Julio Vaccari mejoró a Independiente y el Rojo ya no pierde seguido en la Liga Profesional. Si bien el equipo no juega bien y solo logra generar algo digno en escasos pasajes de los partidos, el DT, al menos, le dio un orden y comenzó a generar una cosecha de puntos que le permite soñar con aspirar a una clasificación continental, lo que hace meses era una utopía, y que por ahora sería una realidad ya que al comienzo de esta fecha ocupa el último lugar entre los clasificados para la Sudamericana.
Los números de Vaccari en el Diablo así lo certifican porque desde su llegada, Independiente ganó cuatro encuentros, empató nueve y perdió solo dos partidos en esta Liga Profesional. Además, en la Copa Argentina, logró sortear a Godoy Cruz pero sucumbió con Vélez.
Pero ahora que los problemas deportivos parecerían quedar un poco al margen, reaparecieron ciertas cuestiones institucionales (una Asamblea con autoconvocatoria de un minúsculo grupo de hinchas en la puerta de la sede) y, además, volvieron a aflorar los problemas de conducta de un plantel que de por si es reducido y carente de nombres propios rutilantes.
Y como siempre que las aguas se agitan, la barra apareció para darle su cuota de dramatismo a la cuestión: "Dejen la joda y empiecen a ganar. La próxima vez ya no vamos a venir a hablar, vamos a actuar”, fue la amenaza que lanzó uno de los líderes de la barra brava del Rojo a los jugadores del plantel a quienes, asimismo, les aclaró: “Que no nos enteremos que le están haciendo la cama al técnico”.
Así, la cúpula de la banda, denominada ‘Los Dueños de Avellaneda’, pasó por el predio de Wilde para sentar su postura de este momento en el que varios futbolistas compartieron una fiesta con mediáticas en un yate, lo que, a su vez, generó una fuerte división en el seno del equipo.

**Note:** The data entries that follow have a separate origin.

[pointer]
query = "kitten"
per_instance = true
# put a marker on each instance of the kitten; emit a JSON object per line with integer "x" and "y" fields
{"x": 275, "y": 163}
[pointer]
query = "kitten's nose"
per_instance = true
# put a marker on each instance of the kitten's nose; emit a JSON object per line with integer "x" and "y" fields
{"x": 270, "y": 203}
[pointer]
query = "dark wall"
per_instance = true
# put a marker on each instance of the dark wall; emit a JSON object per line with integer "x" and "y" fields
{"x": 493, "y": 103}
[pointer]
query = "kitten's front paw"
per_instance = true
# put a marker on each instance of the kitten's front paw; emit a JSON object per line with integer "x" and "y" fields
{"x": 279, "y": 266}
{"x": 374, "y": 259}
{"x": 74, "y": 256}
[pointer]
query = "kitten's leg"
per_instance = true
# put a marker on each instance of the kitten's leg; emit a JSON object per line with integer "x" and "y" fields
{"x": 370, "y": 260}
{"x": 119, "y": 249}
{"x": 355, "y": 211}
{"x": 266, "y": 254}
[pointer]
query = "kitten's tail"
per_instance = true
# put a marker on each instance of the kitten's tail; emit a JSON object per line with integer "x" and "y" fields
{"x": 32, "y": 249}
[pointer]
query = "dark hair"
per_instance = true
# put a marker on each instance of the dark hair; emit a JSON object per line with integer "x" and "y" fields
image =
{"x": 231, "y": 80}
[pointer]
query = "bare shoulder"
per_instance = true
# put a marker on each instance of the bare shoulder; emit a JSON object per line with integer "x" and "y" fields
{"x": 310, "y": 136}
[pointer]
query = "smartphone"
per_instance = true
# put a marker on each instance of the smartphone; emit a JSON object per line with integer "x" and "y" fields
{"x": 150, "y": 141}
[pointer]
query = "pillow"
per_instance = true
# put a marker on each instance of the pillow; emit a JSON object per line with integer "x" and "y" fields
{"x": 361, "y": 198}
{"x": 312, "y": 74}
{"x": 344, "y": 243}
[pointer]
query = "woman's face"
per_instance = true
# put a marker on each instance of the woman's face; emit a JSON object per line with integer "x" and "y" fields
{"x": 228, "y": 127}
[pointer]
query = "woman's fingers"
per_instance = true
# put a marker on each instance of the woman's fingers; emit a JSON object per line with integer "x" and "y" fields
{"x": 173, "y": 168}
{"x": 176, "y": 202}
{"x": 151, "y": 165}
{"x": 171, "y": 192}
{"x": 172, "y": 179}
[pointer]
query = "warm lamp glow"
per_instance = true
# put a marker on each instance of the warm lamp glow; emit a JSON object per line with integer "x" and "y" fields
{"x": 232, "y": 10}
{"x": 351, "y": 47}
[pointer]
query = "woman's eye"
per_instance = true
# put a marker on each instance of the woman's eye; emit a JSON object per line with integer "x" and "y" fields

Allí, algunos de los más experimentados habrían sacado la cara por los más chicos y oficiaron de interlocutores con los hinchas. Con el capitán Iván Marcone en el medio del grupo pero relegado, los que tomaron la posta del dramático encuentro fueron Federico Mancuello y el arquero Rodrigo Rey.
Así llega Independiente a un duelo clave ante el entonado Unión. Con la necesidad urgente de ganar ante el Tatengue; con el Kun Agüero siempre presente y disconforme; con Vaccari aún haciéndole pagar las consecuencias de aquel viral encuentro con las influencers solo a Diego Tarzia y Mateo Pellegrino (no están concentrados por tercer partido consecutivo) mientras hace la vista gorda con otros jugadores que también participaron de la jornada en el río; y mirando de reojo lo que, en contrapartida, sucede a dos cuadras, donde la cosa pinta para algo grande mientras el Diablo se desangra en cuestiones intestinas.